El Dios de la rapiña

El aire ofrece su transparencia a las imágenes que conforman el paisaje, entre maravillas y antagonismos, se despide la tarde. En el estupor de los residuos de luz sideral, se manifiesta el tácito acuerdo de colores coexistiendo con disimiles sonidos tan mansos como efímeros, y tenues aromas que brotan de enigmáticas reacciones orgánicas contribuyendo a palpar la evidencia capital de un orbe compartido sin inopia. Todos aspiramos a postularnos como sobrevivientes del día. Conflicto de dioses en pugna emprendiendo el balance legado en horas, quizás de agonía, a caso en alumbramientos, pero siempre en la dualidad del sempiterno cotejo: vivir o morir.

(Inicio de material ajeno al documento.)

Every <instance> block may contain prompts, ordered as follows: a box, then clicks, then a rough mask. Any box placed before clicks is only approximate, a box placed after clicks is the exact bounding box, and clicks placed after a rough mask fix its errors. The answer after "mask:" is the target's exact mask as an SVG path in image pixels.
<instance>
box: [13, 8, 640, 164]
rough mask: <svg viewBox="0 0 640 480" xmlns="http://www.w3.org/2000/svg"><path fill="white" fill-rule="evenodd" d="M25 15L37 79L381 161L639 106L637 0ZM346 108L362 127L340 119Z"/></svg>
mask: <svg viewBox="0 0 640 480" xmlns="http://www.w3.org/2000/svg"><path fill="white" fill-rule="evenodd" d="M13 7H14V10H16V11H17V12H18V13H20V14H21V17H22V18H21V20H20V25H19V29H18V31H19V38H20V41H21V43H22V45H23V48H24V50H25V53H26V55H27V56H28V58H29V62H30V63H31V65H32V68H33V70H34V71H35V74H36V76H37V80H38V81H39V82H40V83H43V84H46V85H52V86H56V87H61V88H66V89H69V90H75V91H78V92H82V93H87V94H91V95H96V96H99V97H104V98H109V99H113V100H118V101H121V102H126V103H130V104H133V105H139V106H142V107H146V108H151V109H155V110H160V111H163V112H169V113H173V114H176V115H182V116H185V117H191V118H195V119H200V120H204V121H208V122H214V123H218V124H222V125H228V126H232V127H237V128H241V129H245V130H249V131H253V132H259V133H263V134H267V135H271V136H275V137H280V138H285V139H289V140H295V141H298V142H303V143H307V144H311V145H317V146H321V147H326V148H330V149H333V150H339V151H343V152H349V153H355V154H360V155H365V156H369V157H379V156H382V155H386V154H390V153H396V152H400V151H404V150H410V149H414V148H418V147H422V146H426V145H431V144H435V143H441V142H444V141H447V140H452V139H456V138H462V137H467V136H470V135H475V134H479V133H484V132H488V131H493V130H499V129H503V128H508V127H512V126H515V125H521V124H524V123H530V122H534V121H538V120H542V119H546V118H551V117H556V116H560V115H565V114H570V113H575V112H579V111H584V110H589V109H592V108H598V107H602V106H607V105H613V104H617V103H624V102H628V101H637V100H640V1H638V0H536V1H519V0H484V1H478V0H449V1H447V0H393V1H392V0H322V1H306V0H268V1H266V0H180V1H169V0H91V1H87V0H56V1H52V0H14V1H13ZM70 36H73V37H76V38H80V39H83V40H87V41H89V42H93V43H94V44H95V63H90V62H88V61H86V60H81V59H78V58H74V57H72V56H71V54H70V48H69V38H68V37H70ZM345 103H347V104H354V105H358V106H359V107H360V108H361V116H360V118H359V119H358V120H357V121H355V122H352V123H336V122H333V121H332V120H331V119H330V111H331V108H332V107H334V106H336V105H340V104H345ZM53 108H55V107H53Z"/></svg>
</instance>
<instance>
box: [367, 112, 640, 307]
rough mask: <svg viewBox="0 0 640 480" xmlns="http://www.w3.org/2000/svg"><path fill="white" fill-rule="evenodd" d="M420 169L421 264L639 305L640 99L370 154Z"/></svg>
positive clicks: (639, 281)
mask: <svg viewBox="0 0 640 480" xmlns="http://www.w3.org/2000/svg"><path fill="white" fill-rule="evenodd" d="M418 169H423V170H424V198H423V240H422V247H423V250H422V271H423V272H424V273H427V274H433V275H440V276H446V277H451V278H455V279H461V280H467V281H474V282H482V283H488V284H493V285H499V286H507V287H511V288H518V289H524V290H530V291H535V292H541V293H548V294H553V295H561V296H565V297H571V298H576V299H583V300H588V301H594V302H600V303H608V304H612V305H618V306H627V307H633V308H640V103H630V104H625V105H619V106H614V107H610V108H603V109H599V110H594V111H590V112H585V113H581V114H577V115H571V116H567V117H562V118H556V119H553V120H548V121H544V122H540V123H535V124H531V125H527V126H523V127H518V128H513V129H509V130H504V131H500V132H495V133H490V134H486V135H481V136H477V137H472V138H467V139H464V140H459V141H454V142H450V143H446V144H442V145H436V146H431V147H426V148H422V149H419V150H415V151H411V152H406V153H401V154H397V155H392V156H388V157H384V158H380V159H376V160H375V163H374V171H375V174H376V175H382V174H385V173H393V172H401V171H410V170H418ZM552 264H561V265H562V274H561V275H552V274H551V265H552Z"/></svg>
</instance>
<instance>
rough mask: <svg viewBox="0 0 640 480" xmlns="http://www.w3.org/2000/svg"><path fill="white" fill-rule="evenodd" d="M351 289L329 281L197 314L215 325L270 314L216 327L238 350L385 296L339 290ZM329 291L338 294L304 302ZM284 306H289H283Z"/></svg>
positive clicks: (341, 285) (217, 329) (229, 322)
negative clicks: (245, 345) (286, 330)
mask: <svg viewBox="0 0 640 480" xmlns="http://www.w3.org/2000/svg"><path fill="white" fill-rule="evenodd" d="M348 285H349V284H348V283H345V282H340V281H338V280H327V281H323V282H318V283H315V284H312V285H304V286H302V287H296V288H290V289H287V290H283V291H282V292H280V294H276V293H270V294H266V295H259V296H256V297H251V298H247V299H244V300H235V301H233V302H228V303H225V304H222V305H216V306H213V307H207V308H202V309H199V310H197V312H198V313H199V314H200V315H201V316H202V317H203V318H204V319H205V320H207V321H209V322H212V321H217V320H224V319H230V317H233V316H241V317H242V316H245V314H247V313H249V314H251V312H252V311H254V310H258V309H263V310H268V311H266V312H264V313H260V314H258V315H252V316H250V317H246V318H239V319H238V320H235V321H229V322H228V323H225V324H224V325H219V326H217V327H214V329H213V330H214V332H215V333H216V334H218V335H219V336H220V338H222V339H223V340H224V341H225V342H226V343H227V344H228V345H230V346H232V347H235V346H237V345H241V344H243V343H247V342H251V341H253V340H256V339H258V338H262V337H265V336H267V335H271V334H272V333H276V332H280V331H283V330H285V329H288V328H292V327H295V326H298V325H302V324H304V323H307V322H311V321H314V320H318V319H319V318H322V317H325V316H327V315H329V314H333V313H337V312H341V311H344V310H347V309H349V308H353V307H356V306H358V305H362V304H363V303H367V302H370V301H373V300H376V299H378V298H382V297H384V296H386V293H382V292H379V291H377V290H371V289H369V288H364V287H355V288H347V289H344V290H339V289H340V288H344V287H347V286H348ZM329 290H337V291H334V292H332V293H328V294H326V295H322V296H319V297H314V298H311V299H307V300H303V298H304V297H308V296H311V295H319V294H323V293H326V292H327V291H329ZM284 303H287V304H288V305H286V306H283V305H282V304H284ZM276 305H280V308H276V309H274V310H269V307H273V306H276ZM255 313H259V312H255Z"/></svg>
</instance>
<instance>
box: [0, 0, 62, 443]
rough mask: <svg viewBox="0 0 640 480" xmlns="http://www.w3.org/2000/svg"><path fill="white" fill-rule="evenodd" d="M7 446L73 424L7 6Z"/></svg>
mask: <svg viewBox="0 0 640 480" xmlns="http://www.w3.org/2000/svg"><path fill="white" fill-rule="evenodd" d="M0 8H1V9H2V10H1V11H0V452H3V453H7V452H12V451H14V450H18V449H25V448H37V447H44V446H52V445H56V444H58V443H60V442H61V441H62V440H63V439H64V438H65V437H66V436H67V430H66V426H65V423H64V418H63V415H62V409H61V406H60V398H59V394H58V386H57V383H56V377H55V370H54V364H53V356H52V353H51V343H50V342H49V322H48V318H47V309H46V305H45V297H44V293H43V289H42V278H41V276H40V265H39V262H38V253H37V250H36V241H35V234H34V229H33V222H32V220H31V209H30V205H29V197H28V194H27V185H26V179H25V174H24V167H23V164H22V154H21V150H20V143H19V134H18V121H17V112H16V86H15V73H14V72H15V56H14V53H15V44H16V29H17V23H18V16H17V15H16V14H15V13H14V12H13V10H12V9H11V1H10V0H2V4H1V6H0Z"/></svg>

Dos puntos en el horizonte precisan múltiples trazos curvilíneos, cada espiral representa una extensión de una fe de vida concedida por el don de la persistencia, el exasperado aleteo (de ambos pájaros) denota un tipo de urgencia extrema. El gavilán no da tregua, como guiado magnéticamente por su posible presa imita cada pirueta, bajan y suben, giran, zigzaguean, el gorrión elude la muerte por breves lapsos de tiempo, el espacio se muestra mezquino en coartadas, la huida perece imposible, la situación propone el habitual sentimiento de impotencia cuando las garras del que es más fuerte, desgarra sin piedad la piel de los débiles, no es asunto de buenos y malos, lo llamamos supervivencia. Ondulaciones vienen y van mientras, no prive el oxigeno vital. Dramáticos serpenteos obligados por los rigores impuestos tal vez, por algún gusano convertido en arquitecto obcecado en equilibrios tróficos. La persecución se escapa de nuestro alcance visual, la tarde padece la mística incertidumbre de dos hipótesis virtuales: o no existe dios para los gorriones.

o es muy generoso el dios de la rapiña.